Sa plume est bien plantée dans la terre où poussent les artichauts. Droite et solide, elle n’est pas du genre à s’incliner devant les célébrités, les titres et les diplômes. Elle dit ce qu’elle a à dire : à Jean Dutourd, « (…) je me demande bien avec tous les sous que vous avez dû mettre de côté pendant la guerre, sans compter votre paye à l’académie Goncourt, pourquoi vous voulez faire payer les pauvres pour lire dans les bibliothèques. » Bien sûr, sa « pseudo-naïveté » (dixit Yves Bonnefoy dans une des réponses) fait que la vieille paysanne confond un peu les académies et les personnes : jusqu’à croire qu’Alain Decaux s’occupe de sanisettes… Mais elle montre, Ernestine, pas mal de connaissances du milieu.

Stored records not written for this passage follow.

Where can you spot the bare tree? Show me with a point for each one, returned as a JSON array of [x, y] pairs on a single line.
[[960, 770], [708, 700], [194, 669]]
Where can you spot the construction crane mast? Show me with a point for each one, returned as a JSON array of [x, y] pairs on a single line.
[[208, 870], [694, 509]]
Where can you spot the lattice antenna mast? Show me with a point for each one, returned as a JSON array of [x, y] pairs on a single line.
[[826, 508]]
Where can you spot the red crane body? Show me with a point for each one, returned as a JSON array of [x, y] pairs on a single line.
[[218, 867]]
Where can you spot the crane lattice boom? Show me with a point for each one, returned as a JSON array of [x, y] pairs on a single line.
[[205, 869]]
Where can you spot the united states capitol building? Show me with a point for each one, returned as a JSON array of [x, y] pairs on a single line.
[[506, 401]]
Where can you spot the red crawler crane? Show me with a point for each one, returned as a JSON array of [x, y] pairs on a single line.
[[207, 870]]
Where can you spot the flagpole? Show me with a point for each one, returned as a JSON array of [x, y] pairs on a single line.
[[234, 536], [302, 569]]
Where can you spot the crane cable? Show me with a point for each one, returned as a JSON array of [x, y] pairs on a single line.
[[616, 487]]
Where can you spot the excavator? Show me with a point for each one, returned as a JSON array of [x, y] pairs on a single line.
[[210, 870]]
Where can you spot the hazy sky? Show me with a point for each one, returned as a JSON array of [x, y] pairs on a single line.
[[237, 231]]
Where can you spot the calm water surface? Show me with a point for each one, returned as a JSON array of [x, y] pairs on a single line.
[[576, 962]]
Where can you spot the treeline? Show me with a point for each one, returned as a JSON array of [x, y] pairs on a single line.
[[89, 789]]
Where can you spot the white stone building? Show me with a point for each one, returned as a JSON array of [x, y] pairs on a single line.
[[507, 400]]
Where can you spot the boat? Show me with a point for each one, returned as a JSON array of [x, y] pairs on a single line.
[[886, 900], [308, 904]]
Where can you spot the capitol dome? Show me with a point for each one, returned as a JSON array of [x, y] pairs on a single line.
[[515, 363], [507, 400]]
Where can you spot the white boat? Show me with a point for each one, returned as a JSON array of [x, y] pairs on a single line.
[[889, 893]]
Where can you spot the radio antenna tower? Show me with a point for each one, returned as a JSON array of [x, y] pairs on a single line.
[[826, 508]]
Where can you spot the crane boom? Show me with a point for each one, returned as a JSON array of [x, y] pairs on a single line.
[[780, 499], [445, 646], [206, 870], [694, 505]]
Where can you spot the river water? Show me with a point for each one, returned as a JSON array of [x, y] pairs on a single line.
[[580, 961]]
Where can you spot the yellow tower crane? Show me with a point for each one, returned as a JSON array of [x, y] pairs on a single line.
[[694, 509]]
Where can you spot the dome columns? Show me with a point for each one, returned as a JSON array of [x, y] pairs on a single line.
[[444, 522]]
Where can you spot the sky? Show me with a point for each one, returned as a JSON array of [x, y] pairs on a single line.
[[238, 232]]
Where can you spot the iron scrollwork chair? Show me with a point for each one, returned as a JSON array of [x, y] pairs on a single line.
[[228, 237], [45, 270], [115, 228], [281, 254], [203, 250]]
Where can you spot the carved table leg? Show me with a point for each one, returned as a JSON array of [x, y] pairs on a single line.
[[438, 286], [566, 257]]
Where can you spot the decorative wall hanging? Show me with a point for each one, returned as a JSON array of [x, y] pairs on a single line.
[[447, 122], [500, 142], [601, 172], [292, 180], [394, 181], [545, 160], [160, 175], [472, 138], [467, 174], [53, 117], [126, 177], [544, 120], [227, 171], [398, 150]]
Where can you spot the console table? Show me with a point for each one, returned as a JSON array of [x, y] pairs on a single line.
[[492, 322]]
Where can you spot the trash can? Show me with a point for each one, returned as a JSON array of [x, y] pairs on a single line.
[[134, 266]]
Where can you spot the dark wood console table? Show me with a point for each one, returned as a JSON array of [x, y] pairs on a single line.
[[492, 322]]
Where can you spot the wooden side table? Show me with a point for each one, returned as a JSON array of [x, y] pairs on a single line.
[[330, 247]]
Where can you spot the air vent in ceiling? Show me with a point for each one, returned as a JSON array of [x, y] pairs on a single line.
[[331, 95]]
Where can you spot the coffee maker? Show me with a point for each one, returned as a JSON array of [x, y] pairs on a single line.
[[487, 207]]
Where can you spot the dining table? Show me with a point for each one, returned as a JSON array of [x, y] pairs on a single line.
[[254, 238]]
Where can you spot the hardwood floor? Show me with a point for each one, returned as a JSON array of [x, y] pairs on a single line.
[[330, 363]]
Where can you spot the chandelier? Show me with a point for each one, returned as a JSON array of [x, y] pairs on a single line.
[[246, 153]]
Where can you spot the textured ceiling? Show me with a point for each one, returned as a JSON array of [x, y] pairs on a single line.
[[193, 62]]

C’est qu’elle écoute beaucoup France Culture. Ça et l’intelligence naturelle lui donnent pas mal de bon sens : à Michel Ragon, « Vous qui êtes pour le travail manuel, pourquoi on devrait payer à chaque fois qu’on ouvre vos livres : le menuisier qui a fabriqué une porte, il demande pas cinq francs à chaque fois qu’on l’ouvre ».
Bien qu’elle laisse son adresse (Ernestine Chassebœuf 49320 Coutures) « l’usagée » du bibliobus ne reçoit pas beaucoup de réponses. Quelques-unes maladroites et embarrassées, quelques autres enjouées et rassurantes. Laclavetine ira jusqu’à lui proposer d’écrire un texte pour un livre collectif (Prêter n’est pas voler, Mille et unes nuits 10 FF). On saluera l’humour de notre prix Nobel, Claude Simon : « Chair madameu chassevache, jépalu nonplu vozeuvre con plètes… » Elle a dû être contente, Ernestine, puisqu’elle collectionne les autographes : « Si vous me répondez plus d’une page, s’il vous plaît, écrivez pas derrière la feuille parce que je veux faire des sous-verre, et ça sera plus pratique. »
Le livre fait plaisir. Après les dérapages et les injures entendues ici ou là, il replace tout de même les hommes à leur juste niveau : à ras de terre. Et il fait rire ; diablement rire. Inutile toutefois d’acheter l’ouvrage. Toutes les bibliothèques de France devraient le commander. Il vous suffira alors d’aller l’emprunter. Ernestine ne vous demandera pas un sou.
Dernière chose : depuis que le livre est paru, la vieille dame, qu’on entendait sur France Culture dans l’émission de Jean Lebrun, est privée d’antenne…
C’est pour cela, notamment, que le Matricule lui a proposé d’adresser sa correspondance à notre site internet (http://www.Lmda.net). On n’est pas pour la censure des vieilles dames.

Ernestine Chassebœuf
La Brouette et les deux orphelines

Ivan Davy/Deleatur
116 pages, 85 FF

Brouette de bon sens Par Thierry Guichard
Le Matricule des Anges n°33 , janvier 2001.